Die innere Verwandtschaft von Strawinskys „Pater noster“ mit der gregorianischen Fassung des Gebets ist klar erkennbar. Der Komponist arbeitet mit einer gesungenen Rezitation des Gebetes auf dem Tenor, also dem Rezitationston C. Ungeachtet der bewusst schlichten, einfachen, aber darum umso eindrucksvolleren Struktur, ist jeder Ton bewusst gesetzt. Die drei Bitten, in denen Gott angesprochen wird, sind mit einer Kadenz in G-Dur versehen, der Dominanttonart, die einen erhöhenden Effekt hat, der die Verbindung von Himmel und Erde versinnbildlicht. Über dem Wort „terra“ für Erde hingegen verwendet Strawinsky den eher irdischen Grundklang c-Moll. In ihm entfalten sich die kommenden Textzeilen, mit einer bedeutsamen Ausnahme: Bei „sicut et nos dimittimus debitoribus nostris“, wie auch bei „wir vergeben unsern Schuldigern“ kadenziert der Komponist wieder in die Dominante G-Dur und macht so erfahrbar, dass durch das demütige Vergeben die Verbindung zum Himmel geöffnet wird. Strawinskys „Pater noster“ wurde 1926 in Paris in der russischen Kirche an der Rue Daru in Anwesenheit des Komponisten aufgeführt, der in diesem Gottesdienst in den Schoß seiner Kirche zurückgekehrt, zum ersten Mal seit 1910 wieder kommunizierte. Das ist gut zu wissen und leider nicht selbstverständlich, da es durchaus Pfarrer gibt, die ihren Kirchenmusikern sagen „Wenn Sie geistliche Bedürfnisse haben, müssen Sie sich eine andere Gemeinde suchen – hier sind sie angestellt“. Strawinsky versuchte mit seinem „Pater noster“ ebenso wie mit anderen kirchenmusikalischen Werken wie seinem „Credo“ und seinem „Ave Maria“ sich, ähnlich wie die Mönche von Solesmes, die sich so sehr für die Restauration des Gregorianischen Chorals einsetzten, und diesen der Kirche ureigenen Gesang wieder neu ins Bewusstsein der Gläubigen brachten, für eine Form der Kirchenmusik einzusetzen, die den glühenden Kern des Glaubens in fokussierenden Klängen lebendig werden ließ.
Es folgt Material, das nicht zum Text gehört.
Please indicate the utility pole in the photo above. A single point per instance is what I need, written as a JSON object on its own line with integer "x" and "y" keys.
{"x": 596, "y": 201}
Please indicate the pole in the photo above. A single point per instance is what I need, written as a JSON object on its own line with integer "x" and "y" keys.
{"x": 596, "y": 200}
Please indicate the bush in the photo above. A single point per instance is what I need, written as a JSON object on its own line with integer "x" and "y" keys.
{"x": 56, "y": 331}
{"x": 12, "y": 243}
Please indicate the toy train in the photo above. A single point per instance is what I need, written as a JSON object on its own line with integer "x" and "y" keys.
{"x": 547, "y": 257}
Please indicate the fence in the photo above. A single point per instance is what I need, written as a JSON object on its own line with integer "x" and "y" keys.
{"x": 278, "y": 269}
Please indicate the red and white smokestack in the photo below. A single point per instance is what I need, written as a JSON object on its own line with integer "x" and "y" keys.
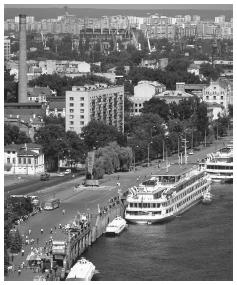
{"x": 22, "y": 84}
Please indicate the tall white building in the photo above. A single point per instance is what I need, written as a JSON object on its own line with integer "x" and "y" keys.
{"x": 217, "y": 92}
{"x": 143, "y": 92}
{"x": 94, "y": 102}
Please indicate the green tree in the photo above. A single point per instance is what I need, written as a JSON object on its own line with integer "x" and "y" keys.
{"x": 12, "y": 134}
{"x": 15, "y": 242}
{"x": 97, "y": 134}
{"x": 157, "y": 106}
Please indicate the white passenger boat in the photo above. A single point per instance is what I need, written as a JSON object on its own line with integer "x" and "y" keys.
{"x": 167, "y": 195}
{"x": 116, "y": 226}
{"x": 83, "y": 270}
{"x": 207, "y": 198}
{"x": 220, "y": 165}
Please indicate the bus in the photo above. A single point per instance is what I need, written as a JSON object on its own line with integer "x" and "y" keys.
{"x": 52, "y": 204}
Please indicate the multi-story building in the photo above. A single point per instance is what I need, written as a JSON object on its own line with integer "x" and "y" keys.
{"x": 175, "y": 95}
{"x": 23, "y": 159}
{"x": 7, "y": 48}
{"x": 217, "y": 92}
{"x": 143, "y": 92}
{"x": 94, "y": 102}
{"x": 220, "y": 19}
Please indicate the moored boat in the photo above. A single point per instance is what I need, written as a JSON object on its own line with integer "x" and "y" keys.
{"x": 219, "y": 165}
{"x": 116, "y": 226}
{"x": 166, "y": 195}
{"x": 207, "y": 198}
{"x": 83, "y": 270}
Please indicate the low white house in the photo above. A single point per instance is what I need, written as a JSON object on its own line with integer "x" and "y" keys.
{"x": 23, "y": 159}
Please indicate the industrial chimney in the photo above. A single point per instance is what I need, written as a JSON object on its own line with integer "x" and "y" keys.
{"x": 22, "y": 84}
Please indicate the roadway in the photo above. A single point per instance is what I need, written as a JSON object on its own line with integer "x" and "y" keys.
{"x": 84, "y": 200}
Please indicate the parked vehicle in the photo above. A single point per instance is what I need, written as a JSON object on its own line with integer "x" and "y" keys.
{"x": 52, "y": 204}
{"x": 68, "y": 171}
{"x": 45, "y": 176}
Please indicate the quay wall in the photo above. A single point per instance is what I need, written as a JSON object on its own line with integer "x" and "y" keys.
{"x": 80, "y": 241}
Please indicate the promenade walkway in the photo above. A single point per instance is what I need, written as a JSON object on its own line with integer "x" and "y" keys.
{"x": 83, "y": 200}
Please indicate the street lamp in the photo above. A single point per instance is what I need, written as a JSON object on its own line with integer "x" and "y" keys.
{"x": 134, "y": 157}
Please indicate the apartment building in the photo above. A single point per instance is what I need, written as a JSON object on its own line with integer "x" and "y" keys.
{"x": 218, "y": 92}
{"x": 94, "y": 102}
{"x": 143, "y": 92}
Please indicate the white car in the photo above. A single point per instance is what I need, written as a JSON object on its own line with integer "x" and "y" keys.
{"x": 67, "y": 171}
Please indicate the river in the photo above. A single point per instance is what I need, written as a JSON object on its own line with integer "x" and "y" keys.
{"x": 195, "y": 246}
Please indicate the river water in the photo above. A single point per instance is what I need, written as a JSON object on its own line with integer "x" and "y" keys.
{"x": 195, "y": 246}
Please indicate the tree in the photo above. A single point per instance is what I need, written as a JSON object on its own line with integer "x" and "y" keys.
{"x": 53, "y": 139}
{"x": 12, "y": 134}
{"x": 210, "y": 72}
{"x": 15, "y": 242}
{"x": 157, "y": 106}
{"x": 98, "y": 134}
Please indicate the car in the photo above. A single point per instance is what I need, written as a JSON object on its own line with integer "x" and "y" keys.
{"x": 67, "y": 171}
{"x": 44, "y": 176}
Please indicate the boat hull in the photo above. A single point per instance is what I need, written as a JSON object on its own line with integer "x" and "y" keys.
{"x": 117, "y": 232}
{"x": 161, "y": 219}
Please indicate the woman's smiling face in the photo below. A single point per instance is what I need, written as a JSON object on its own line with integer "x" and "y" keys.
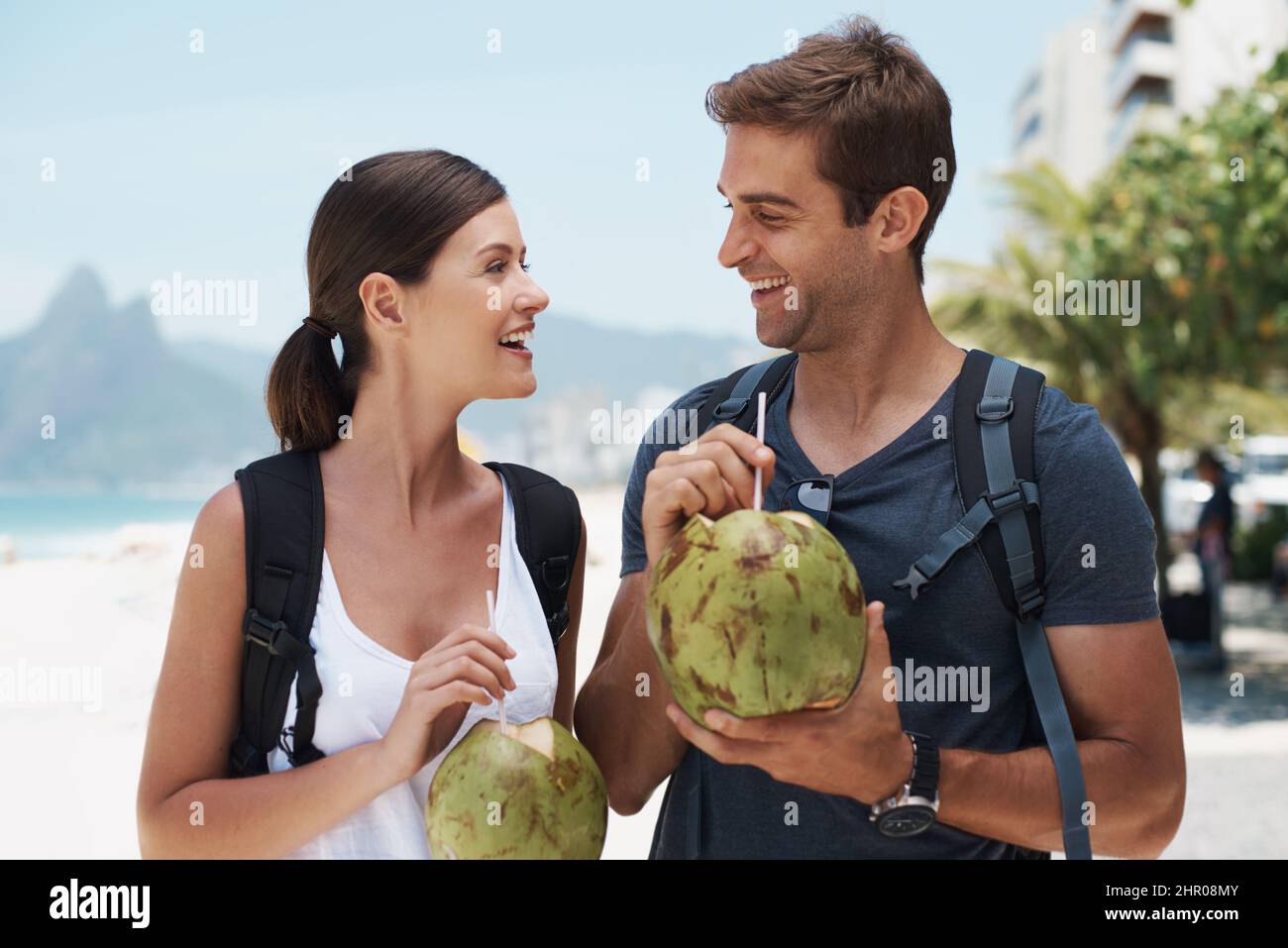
{"x": 477, "y": 311}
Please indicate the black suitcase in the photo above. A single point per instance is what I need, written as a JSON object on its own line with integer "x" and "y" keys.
{"x": 1188, "y": 617}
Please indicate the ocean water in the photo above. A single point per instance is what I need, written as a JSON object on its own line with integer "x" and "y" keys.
{"x": 43, "y": 526}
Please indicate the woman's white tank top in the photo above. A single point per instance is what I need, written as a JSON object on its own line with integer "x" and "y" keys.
{"x": 362, "y": 686}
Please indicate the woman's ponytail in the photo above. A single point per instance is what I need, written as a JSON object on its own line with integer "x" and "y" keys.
{"x": 305, "y": 391}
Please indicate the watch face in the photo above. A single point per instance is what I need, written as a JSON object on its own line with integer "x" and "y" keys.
{"x": 906, "y": 820}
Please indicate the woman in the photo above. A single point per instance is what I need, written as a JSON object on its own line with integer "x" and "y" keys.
{"x": 417, "y": 264}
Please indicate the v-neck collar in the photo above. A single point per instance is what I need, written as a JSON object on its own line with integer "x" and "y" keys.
{"x": 799, "y": 460}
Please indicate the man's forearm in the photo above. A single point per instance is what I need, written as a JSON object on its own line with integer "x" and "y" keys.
{"x": 1016, "y": 797}
{"x": 621, "y": 717}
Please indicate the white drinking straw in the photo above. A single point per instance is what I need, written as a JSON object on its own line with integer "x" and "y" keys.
{"x": 760, "y": 437}
{"x": 490, "y": 627}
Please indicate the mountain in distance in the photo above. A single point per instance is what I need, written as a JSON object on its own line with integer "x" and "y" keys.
{"x": 93, "y": 397}
{"x": 128, "y": 407}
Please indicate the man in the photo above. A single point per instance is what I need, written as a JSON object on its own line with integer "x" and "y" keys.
{"x": 838, "y": 158}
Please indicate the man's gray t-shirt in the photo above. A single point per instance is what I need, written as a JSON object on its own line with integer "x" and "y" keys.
{"x": 888, "y": 510}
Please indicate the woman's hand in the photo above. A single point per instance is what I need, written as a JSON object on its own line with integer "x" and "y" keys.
{"x": 468, "y": 666}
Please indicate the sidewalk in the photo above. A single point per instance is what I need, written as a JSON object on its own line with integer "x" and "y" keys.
{"x": 1236, "y": 746}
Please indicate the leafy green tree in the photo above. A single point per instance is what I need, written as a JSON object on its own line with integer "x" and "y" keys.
{"x": 1199, "y": 218}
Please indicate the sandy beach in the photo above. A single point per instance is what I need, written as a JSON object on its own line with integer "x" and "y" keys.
{"x": 91, "y": 630}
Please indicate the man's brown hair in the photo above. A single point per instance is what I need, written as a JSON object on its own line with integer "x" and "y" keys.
{"x": 879, "y": 119}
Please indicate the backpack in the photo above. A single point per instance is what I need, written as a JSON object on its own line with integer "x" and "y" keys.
{"x": 282, "y": 501}
{"x": 995, "y": 408}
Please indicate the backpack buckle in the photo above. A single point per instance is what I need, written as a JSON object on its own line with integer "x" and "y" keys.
{"x": 565, "y": 574}
{"x": 729, "y": 408}
{"x": 1029, "y": 601}
{"x": 1006, "y": 500}
{"x": 993, "y": 410}
{"x": 265, "y": 633}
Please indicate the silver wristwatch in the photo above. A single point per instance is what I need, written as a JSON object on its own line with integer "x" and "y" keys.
{"x": 915, "y": 806}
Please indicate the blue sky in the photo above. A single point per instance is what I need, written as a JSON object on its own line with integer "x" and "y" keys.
{"x": 211, "y": 163}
Der Komponist griff dabei auf seine Erfahrung mit dem liturgischen Sängerchor am St. Petersburger Hof zurück, in dem auch sein Vater als Sänger aktiv gewesen war. Dieser Chor hatte schon zu der Zeit, als Strawinsky sich noch überwiegend in Russland aufhielt, nicht nur die damals besonders beliebten Vertonungen der liturgischen Gesänge von Dimitri Stephanowitsch Bortnjanski, Alexander Dimitrijewitsch Kastalsky, Alexei Fjodorowitsch Lwow, Alexander Musitschenko oder Pjotr Iljitsch Tschaikowsky gesungen, die eher romantisierend waren, sondern auch die responsoriale Psalmodie der armenischen, georgischen und syrischen Tradition präsentiert, deren modale Struktur dem Text gewissermaßen den Vortritt lässt und nicht in die Gefahr gerät, ihn durch üppige Harmonik zu überlagern. Die Transferierung seines „Pater noster“ ins Lateinische war eine bewusste Entscheidung, nicht nur für eine leichtere Rezeption in anderen christlichen Gemeinden im Westen, sondern für die Sprache selbst. Strawinsky formulierte dies so: „Es [das Latinische] hat den Vorzug, ein Material zu sein, das nicht tot ist, aber versteint, monumental geworden und aller Trivialität entzogen.“ Statt versteint würde man heute vielleicht kristallisiert sagen und damit das innere Leuchten beschreiben, das von einer lateinischen Liturgie ausgeht, deren tiefe Ruhe und Konzentration sich oft so wohltuend von der lärmenden Geschwätzigkeit volkssprachlicher liturgischer Feiern unterscheidet.

Nachhören können Sie das Pater noster von Strawinsky in der lateinischen Textfassung auf der CD Strawinsky. Psalmensinfonie, Messe, Canticum Sacrum, erschienen beim Label Hyperion. Es singt der Westminster Cathedral Choir unter der Leitung von James O'Donnel.